Söylesene İstanbul, kaç insanı içinde sürükledin, kaç insanı hayatının dönüm noktasından geçirdin, kaç insanın kâbusu oldun. Söylesene kaç insanı anne babasız bıraktın ?

Ülkemin toprakları bir başka. Ama İstanbul benim canımı çok yaktı. Bütün acılarıma şahit oldu bu şehir.

Kollarımı demir parmaklıkların üzerine yerleştirip ellerimi kavuşturmuştum, nazlı nazlı ama kederle İstanbul'u seyrederken.

Arkamdan gelen ayak seslerini farkettim. Ama dönmedim.

"Ne o, yoksa bizi şikayet mi ediyorsun İstanbul'a."işte bu can dostumun sesi. Arkamı dönüp şakacı bir hâlde gülümsedim.

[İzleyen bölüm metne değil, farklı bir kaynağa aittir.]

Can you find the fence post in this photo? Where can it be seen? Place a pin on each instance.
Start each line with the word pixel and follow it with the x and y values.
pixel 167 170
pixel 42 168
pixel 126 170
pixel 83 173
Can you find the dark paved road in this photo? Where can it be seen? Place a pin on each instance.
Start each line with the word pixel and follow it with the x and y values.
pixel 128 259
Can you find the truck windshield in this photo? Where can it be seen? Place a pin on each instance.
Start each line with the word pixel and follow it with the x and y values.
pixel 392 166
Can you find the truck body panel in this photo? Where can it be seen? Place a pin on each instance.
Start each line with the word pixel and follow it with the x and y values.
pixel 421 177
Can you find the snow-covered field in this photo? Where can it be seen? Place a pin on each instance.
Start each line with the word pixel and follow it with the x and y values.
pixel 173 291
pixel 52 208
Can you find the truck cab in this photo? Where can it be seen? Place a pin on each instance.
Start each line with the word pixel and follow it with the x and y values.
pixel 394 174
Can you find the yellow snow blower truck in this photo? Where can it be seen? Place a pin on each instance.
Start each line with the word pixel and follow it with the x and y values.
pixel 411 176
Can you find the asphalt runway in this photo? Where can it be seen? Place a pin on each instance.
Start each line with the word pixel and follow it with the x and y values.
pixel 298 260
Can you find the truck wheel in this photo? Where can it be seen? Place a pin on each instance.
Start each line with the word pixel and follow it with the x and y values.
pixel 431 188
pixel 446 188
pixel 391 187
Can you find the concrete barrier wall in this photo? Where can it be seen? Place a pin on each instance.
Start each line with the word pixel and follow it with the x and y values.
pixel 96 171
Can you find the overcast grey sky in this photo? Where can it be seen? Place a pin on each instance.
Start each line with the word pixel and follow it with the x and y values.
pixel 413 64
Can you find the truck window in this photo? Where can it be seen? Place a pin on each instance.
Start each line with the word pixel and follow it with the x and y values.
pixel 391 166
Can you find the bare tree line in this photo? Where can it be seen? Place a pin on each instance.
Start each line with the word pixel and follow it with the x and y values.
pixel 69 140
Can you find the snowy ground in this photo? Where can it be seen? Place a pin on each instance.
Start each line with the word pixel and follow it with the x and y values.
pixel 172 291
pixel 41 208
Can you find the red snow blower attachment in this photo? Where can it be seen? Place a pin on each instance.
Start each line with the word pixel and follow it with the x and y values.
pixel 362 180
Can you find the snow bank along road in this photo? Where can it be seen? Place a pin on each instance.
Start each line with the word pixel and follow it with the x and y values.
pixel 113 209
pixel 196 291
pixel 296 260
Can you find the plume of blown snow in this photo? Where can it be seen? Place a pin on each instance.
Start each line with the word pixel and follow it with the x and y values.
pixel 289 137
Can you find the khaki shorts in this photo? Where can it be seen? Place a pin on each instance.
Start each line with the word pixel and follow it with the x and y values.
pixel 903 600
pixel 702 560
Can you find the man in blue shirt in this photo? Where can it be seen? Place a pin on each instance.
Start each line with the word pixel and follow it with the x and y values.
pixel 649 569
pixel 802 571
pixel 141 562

"En çokta seni."hepsi de oradaydı. Yeni yoldaşlarım.

"Eee, bir sonuç alabildin mi bari ?"

"Yok, henüz tepki vermedi."yanıma dizildiler.

"Biz yeni görevimiz için hazırız kardeşim. Ailelerle vedalaşıldı."başlıyoruz desene.

"Hepinizle gurur duyuyorum. Sizden isteyebileceğim en son şeydi bu, ve siz bir saniye düşünmeden kabul ettiniz. Bundan sonra canımız önce Allah'a, sonra birbirimize emanet."

"Ağam, bize bu şehirde son defa bir türkü patlat da içimiz açılsın."Urfalı bir ağanın oğlu Ensar, sesi de güzel. Dağda az ciğerimizi dağlamadı bu ağa oğlu.

"Tek isteğiniz türkü olsun Kürşad komutanım.

Çırpınırdın Karadeniz

Bakıp Türk'ün bayrağına

Ah ölmeden bir görseydim

Düşebilsem toprağına

 

Sırmalar sarsam koluna

İnciler düzsem yoluna

Fırtınalar dursun yana

Yol ver Türk'ün bayrağına

 

Kafkaslardan aşacağız

Türklüğe şan katacağız

Türk'ün şanlı bayrağını

Turan ele asacağız

Azerbaycan bayrağını

Karabağ'da asacağız."

"Ağzına sağlık Ağam. Ne güzel söyledin öyle."harbiden güzeldi.

"Sağolun komutanım."hep birlikte belki de son defa bu şehre baktık.

"Kamber, geldiğinden beri ağzını bıçak açmadı. Alışık değiliz bak senin bu hâline."ona baktım.

"Aaah ah, şuradan gideceğiz ya komutanım, koyuyor be."bana da Kamber bana da.

"Ama görev her şeyden önemlidir değil mi ?"bana baktı.

"Her zaman komutanım, canımız feda."aferin. Kürşad yanıma yaklaştı.

"Toplantıdan sonra sen neredeydin, kayboldun bir ara kardeşim."biraz sustum.

"Babamı ziyarete gittim, şehitliğe. Onunla vedalaştım, belki son kez. Helallik aldım."sırtıma elini koydu.

"Halit amca seninle hep gurur duydu. Eminim şimdi de duyuyordur."Kürşad babamı yakından tanıyanlardandı.

"Bazen kızıyorum falan ama iyi ki varsın lan."güldü.

"Sağol ya, senden böyle şeyler duymaya alışık değilim. Şaşırtıyorsun beni."çatlak.

"Ulan değişik, bir güzel laf söyledik diye hemen ukalalık yapmaya başladın."yüzü asıldı.

"Ayıp ediyorsun ama kardeşim."güldüm.

"Şaka lan şaka, hemen alınıyorsun. Sana da iki makara yapılmıyor."yeniden suratı düzeldi.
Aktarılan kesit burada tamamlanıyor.